On a learnability question associated to neural networks with continuous activations (extended abstract)

  • Authors:
  • Bhaskar DasGupta;Hava T. Siegelmann;Eduardo Sontag

  • Affiliations:
  • Department of Computer Science, University of Minnesota, Minneapolis, MN;Department of Computer Science, Bar-Ilan University, Ramat-Gan 52900, Israel;Department of Mathematics, Rutgers University, New Brunswick, NJ

  • Venue:
  • COLT '94 Proceedings of the seventh annual conference on Computational learning theory
  • Year:
  • 1994

Quantified Score

Hi-index 0.00

Visualization

Abstract

This paper deals with learnability of concept classes defined by neural networks, showing the hardness of PAC-learning (in the complexity, not merely information-theoretic sense) for networks with a particular class of activation.
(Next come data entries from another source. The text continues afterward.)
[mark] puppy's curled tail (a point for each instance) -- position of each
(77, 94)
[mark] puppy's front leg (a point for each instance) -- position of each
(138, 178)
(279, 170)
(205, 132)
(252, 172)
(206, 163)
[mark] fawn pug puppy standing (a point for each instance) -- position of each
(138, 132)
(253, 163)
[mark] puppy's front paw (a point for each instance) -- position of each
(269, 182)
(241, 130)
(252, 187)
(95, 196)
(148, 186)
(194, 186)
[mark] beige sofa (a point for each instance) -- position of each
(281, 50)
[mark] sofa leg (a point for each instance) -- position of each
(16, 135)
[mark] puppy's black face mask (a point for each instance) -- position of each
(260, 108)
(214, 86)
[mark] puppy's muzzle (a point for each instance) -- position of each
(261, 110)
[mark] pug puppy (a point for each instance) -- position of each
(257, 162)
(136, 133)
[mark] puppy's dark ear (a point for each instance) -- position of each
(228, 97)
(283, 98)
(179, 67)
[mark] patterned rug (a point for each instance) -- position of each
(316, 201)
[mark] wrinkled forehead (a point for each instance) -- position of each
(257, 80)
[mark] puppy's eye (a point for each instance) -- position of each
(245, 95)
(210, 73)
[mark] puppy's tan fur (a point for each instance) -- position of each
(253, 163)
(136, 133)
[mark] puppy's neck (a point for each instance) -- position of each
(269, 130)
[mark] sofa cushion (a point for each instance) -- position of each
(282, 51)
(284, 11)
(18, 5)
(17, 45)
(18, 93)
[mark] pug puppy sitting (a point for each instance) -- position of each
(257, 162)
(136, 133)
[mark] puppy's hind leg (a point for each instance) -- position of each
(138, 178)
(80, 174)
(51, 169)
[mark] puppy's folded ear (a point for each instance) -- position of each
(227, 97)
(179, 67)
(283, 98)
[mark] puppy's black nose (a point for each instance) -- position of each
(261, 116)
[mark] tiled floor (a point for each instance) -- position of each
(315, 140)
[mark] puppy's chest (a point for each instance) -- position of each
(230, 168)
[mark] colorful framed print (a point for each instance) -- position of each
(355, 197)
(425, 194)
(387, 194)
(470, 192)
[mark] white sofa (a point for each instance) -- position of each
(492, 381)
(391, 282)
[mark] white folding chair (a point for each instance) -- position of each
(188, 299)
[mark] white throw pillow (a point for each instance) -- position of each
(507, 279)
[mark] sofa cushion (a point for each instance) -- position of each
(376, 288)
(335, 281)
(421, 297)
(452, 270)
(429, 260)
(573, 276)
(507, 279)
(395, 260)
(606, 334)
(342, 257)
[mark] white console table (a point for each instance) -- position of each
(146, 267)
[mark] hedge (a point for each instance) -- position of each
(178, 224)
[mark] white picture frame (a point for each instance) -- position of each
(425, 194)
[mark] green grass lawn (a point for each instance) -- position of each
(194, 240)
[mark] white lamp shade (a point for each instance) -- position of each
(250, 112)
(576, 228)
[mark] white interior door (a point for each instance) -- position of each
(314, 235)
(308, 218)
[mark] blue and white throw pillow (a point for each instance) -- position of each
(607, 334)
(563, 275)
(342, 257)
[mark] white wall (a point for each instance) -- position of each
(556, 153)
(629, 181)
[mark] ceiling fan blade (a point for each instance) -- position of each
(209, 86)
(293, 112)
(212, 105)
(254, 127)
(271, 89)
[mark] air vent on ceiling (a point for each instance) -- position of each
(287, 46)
The obstruction lies not with the VC dimension, which is known to grow slowly; instead, the result follows the fact that the loading problem is NP-complete. (The complexity scales badly with input dimension; the loading problem is polynomial-time if the input dimension is constant.) Similar and well-known theorems had already been proved by Megiddo and by Blum and Rivest, for binary-threshold networks. It turns out the general problem for continuous sigmoidal-type functions, as used in practical applications involving steepest descent, is not NP-hard—there are “sigmoidals” for which the problem is in fact trivial—so it is an open question to determine what properties of the activation function cause difficulties. Ours is the first result on the hardness of loading networks which do not consist of binary neurons; we employ a piecewise-linear activation function that has been used in the neural network literature. Our theoretical results lend further justification to the use of incremental (architecture-changing) techniques for training networks.